The secret to Japan’s big population of centenarians could finally be out of the bag! Not only do the Japanese have a very high life expectancy number, this report from 2011 says with 44,449 people over the age of 100, Japan has a higher percentage of total population over a century old than the US, which has the most 100+ people in the world. And the key to this mystery couldn’t be simpler. It’s the Japanese diet.

Researchers at the National Centre for Global Health and Medicine in Tokyo have found that Japanese diet may be the biggest contributor in the reduction of risk of death from all causes, and also from cardiovascular disease, especially heart stroke. Led by Kayo Kurotani, the team found that emphasis on a balanced diet – typically a mix of grains, vegetables, fruits and adequate protein (fish and meat) – could be contributing to longevity in Japan’s population.
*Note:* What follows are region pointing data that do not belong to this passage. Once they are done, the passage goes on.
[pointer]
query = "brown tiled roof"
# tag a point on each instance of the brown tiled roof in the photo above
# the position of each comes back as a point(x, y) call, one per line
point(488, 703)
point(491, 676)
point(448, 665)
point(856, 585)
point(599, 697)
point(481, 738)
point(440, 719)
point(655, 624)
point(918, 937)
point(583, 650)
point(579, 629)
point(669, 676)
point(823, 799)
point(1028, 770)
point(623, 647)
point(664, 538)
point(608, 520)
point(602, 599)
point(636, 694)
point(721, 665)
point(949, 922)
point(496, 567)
The research was born out of the need to find the link between the 2005 Japanese government nutrition initiative called the Spinning Top – a guide for the balance and quantity of food in the daily diet – and total and cause specific mortality.

The Japanese Spinning Top (Image: Ministry of Health, Labour and Welfare, Japan)
The Japanese Spinning Top (Image: Ministry of Health, Labour and Welfare, Japan)

With participants who had no history of cancer, stroke, heart disease, or chronic liver illness, the study lasted a total of 15 years with the subjects being followed up with on a regular basis.

Those with higher Spinning Top scores had a 15 percent lower total mortality rate over the decade and a half. “Our findings suggest that balanced consumption of energy, grains, vegetables, fruits, meat, fish, eggs, soy products, dairy products, confectionery, and alcoholic beverages can contribute to longevity by decreasing the risk of death, predominantly from cardiovascular disease, in the Japanese population,” they are quoted as saying in a report.